If you look at candlesticks, and disregard the wick, a candlestick is just an opening and closing time with a corresponding opening amount and a closing amount. The opening amount and closing amount should be exactly the same. But… I discovered I was wrong.
How can there be a gap between the closing amount of one candlestick and the opening amount of the next? Anyone?
My theory is that is had something to do with the opening en closing time. THEY ARE NOT THE SAME? Binance uses “inclusive end ranges” and not “exclusive end ranges”.
The API-docs shows these examples of a candlestick:
1499040000000, // Open time
1499644799999, // Close time
So I assume the next candlestick has a new round opening time. So there might be a difference between opening and closing of about 1ms. That is simple bad design, right?
If my theory is correct then it would explain the chats. I hope I am wrong. Does anyone know more?
Hi.
May I know why do you think the opening amount should be the same as the closing amount if the closing time of the previous candlestick’s timestamp follows exclusive end range?
Here is the rephrased definition of opening price and the closing price (Please suggest the other reference if this is not good enough):
So, it is quite clear that no matter what kind of the timestamp range policy is applied, opening price may be different from the closing price because they are different transactions.
If we take a closer look at the timeline, it should be something like this:
market opens -> first transaction (opening price) -> some more transactions -> last transaction (closing price) -> market closes -> market opens again -> first transaction of the next candlestick (opening price) -> some more transactions …
Why would someone wanna skip a (small) period between candlestick? Then the chart would be missing information.
You are quoting from an article that is describing opening- and closing times of a market / stock exchange. That is not the same as opening- and closing times of a candlestick. The whole article you are referring to does not even mention the word “candlestick” or “kindle”.
I think there’s a misunderstanding of how Candlesticks works, hope the below helps to clarify:
1- Focusing on only open and close time of 2 days candlesticks:
[
1623628800000, //14 June 2021 00:00:00 Open Time
...
1623715199999, //14 June 2021 23:59:59.999 Close Time
...
],
[
1623715200000, //15 June 2021 00:00:00 Open Time
...
1623801599999, //15 June 2021 23:59:59.999 Close Time
...
]
At 14th of June, all trades within [00:00:00, 23:59:59.999] are included.
At 15th of June, all trades within [00:00:00, 23:59:59.999] are included.
Conclusions:
14th of June’s last trade at 23:59:59.999 is not the same as 15th of June’s first trade at 00:00:00.
Until start of 15th of June’s 00:00:00, all trades will belong to 14th of June, with no gap/missing milliseconds.
2 - You can’t see open/close amount (assuming you mean one day’s 1st and last trade’s quantity) in the candlestick:
[
1499040000000, // Open time
“0.01634790”, // Open price
“0.80000000”, // High price
“0.01575800”, // Low price
“0.01577100”, // Close price
“148976.11427815”, // Base asset volume
1499644799999, // Close time
“2434.19055334”, // Quote asset volume
308, // Number of trades
“1756.87402397”, // Taker buy base asset volume
“28.46694368”, // Taker buy quote asset volume
“17928899.62484339” // Ignore.
]
So where goes the trade which happens at 23:59:59.999 and 500 micro seconds (this: 23:59:59.9995)? Because that time is past the end-time of de 14th of June but is before the 15th?
My mistake. I used the word “Amount”, but I meant “Price”. The question remains the same: Why do I see candlesticks (i usually use the candlesticks of 15 minutes) which opening price is not the same as the closing price of the previous candlestick?
Candlesticks are built from trades. 1 candle represents a group of trades, and has various attributes of a group of trades, including open/close price, trade volume, etc.
A trade can only belong to 1 group - 1 candle, otherwise it would be double-counted in various metrics like candle trade volume. Binance has 1ms resolution of trade timestamps, trades happening say 500micros after 999th millisecond are timestamped the same as ones happening on the 10th microsecond.

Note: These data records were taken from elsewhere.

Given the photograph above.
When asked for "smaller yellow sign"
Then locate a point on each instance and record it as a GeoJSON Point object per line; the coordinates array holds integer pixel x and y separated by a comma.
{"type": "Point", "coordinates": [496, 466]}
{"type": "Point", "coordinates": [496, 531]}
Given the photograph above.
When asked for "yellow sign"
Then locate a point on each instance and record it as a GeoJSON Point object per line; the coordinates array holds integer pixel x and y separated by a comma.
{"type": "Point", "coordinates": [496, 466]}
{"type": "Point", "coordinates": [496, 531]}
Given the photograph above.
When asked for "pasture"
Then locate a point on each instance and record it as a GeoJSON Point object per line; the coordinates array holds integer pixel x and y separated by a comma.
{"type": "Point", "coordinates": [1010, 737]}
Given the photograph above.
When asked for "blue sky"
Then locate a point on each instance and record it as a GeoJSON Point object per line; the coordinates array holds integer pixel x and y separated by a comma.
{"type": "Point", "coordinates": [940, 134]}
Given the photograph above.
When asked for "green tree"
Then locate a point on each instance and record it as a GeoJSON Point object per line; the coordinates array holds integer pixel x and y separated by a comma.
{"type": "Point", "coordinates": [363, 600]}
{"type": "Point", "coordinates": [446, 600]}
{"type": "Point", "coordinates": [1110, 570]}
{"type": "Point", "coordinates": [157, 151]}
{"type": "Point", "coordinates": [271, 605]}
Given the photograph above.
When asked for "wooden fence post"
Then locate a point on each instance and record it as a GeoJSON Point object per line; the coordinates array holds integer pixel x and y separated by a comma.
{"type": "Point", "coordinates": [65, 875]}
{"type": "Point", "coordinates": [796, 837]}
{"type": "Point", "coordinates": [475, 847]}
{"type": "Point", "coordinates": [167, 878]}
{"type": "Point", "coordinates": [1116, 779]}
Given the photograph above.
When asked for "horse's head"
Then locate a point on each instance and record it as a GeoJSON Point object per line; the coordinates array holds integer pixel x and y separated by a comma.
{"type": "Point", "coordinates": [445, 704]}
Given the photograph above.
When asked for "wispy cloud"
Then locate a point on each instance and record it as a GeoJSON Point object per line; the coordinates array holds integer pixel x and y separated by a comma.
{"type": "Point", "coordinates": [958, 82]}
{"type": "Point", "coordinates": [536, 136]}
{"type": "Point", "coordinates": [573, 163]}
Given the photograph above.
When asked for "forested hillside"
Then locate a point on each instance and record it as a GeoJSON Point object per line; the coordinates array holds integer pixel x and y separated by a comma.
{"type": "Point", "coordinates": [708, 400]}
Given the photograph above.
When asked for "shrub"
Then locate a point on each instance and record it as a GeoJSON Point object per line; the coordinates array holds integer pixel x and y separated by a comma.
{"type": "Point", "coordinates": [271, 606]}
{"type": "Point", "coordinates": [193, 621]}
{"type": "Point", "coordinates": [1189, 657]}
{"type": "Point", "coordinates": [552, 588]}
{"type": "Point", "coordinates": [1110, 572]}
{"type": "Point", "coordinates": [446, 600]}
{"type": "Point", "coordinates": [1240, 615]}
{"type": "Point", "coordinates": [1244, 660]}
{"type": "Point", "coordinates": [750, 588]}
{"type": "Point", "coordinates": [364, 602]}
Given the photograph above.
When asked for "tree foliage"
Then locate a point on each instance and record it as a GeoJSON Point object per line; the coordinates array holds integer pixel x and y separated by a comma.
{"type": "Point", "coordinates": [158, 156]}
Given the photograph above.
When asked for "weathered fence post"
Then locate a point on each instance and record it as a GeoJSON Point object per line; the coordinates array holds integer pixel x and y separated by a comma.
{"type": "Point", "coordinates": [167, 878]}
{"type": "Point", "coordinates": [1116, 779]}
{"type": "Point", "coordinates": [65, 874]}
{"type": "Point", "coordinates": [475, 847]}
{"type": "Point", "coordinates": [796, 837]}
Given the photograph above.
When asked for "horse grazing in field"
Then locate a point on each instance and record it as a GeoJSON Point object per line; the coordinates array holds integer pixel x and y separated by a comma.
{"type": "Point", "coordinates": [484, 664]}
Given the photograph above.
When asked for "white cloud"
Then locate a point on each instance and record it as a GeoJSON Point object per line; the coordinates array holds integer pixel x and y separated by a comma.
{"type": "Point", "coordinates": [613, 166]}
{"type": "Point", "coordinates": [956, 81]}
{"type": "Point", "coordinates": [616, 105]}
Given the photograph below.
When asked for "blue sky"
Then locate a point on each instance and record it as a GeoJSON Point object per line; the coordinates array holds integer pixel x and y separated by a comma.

So, if last trade of previous candle has a different price from the first trade of the next candle, then open/close prices won’t match, as you have discovered. This is more common and visible on pairs with high spread and big zoom: if last trade of previous candle was one side (say a sell) and the first trade of the other candle was the other side (a buy) then prices will differ in spread, which is big and visible.